Firmin se rêve aussi en écrivain. Il a déjà la première phrase de son roman... mais la deuxième tarde à venir.

Avec Firmin, Sam Savage nous raconte aussi le déclin d'un vieux quartier de Boston pris dans les turbulences des rénovations urbaines que connaît la ville en ces années 60. Les promoteurs détruisent à tout va sans tenir le moindre compte de l'histoire des bâtiments qu'ils mettent à terre et en poussière. Triste monde où le profit triomphe et règne en maître.

Cette histoire est écrite dans un style simple, mélangeant allégresse et phases de melancholia. L'auteur égraine quelques références littéraires avec humour, les traits de cette maladie incurable ou presque qu'est la biblioboulimie.

Dans les premiers temps, mon appétit était primitif, orgiaque, imprécis, goinfre – une bouchée de Faulkner ou une bouchée de Flaubert, je ne faisais pas la différence -, mais il ne m'a pas fallu longtemps pour discerner quelques nuances. Selon Firmin, les meilleurs livres à manger sont les meilleurs à lire. Saviez-vous que chaque ouvrage avait un goût propre ? Pour exemples, Jane Eyre a un goût de laitue et Emily Post, la grande prêtresse de l'étiquette et des convenances a le goût du papier blanc très doux accroché au mur juste à côté des toilettes. L'auteur réglerait-il ses comptes ?

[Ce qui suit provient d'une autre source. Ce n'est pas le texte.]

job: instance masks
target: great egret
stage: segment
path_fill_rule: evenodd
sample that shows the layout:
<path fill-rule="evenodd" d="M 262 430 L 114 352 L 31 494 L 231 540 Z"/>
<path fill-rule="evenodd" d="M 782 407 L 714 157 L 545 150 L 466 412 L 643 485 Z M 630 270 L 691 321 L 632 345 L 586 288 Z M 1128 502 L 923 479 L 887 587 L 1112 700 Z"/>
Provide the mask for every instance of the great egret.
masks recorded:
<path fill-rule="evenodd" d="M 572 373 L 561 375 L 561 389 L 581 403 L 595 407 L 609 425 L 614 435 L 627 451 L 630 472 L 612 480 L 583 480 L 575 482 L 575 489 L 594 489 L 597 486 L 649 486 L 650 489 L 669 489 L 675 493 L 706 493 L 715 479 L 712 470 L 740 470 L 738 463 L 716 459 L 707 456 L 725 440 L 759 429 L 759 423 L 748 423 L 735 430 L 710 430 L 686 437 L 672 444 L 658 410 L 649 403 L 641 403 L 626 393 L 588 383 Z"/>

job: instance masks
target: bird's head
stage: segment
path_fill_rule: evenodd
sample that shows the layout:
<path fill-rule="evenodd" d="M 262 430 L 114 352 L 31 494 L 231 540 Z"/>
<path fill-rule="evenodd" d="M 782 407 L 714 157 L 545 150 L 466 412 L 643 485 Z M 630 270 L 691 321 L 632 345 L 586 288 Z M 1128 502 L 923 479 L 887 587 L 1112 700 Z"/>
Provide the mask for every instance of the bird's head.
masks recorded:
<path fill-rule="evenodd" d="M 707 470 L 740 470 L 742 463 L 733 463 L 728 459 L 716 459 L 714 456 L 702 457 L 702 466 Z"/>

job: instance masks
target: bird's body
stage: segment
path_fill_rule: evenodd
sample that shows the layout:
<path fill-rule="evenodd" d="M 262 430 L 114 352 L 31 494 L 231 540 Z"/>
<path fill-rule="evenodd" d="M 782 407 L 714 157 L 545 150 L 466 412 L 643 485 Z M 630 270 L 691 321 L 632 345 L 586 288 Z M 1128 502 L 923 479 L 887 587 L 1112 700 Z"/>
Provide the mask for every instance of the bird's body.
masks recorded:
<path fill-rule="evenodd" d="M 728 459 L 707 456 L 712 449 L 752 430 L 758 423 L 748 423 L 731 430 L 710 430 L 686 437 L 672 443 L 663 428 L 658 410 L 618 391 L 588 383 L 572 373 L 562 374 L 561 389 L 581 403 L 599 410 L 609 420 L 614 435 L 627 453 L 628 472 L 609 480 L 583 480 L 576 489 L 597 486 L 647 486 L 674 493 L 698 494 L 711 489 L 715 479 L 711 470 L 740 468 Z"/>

Voici donc le portrait de Firmin, un rat peu ordinaire avec lequel vous passerez un agréable moment.
Bel hommage à la littérature et aux lecteurs.

Dédale

Extrait :

Dans les premiers temps, mon appétit était primitif, orgiaque, imprécis, goinfre – une bouchée de Faulkner ou une bouchée de Flaubert, je ne faisais pas la différence -, mais il ne m'a pas fallu longtemps pour discerner quelques nuances. J'ai tout d'abord remarqué que chaque livre avait un goût propre – sucré, aigre, amer, aigre-doux, rance, salé, acide. J'ai également constaté que chacune de ces saveurs – puis, au fur et à mesure que mes sens s'aiguisaient, que la saveur de chaque page, chaque phrase et finalement chaque mot – s'accompagnait d'une série d'images et de représentations dont je ne savais pourtant rien vu mon expérience très limitée de la prétendue réalité : gratte-ciels, ports, chevaux, cannibales, arbre en fleur, li défait, femme noyée, garçon volant, tête tranchée, ouvriers levant les yeux au hurlement d'un idiot, sifflet d'un train, rivière, radeau, rayons obliques du soleil dans une forêt de bouleaux, main caressant une cuisse nue, casemate dans la jungle, ou moine agonisant. Au début, je me contentais de manger, de mâcher joyeusement, guidé par les diktats du goût. Mais, bientôt, j'ai commencé à lire ici et là, aux alentours de mes repas. Et au fil des jours je me suis mis à lire de plus en plus et à mastiquer de moins en moins, jusqu'à ce que je passe finalement la plupart de mes heures de veille à lire, ne rognant plus que dans les marges. Et comme j'ai regretté les trous terribles que j'avais laissés dans ces oeuvres ! Pour les livres qui n'existaient qu'en un seul exemplaire, j'ai dû parfois attendre des années avant de pouvoir combler ces lacunes. Je n'en suis pas fier.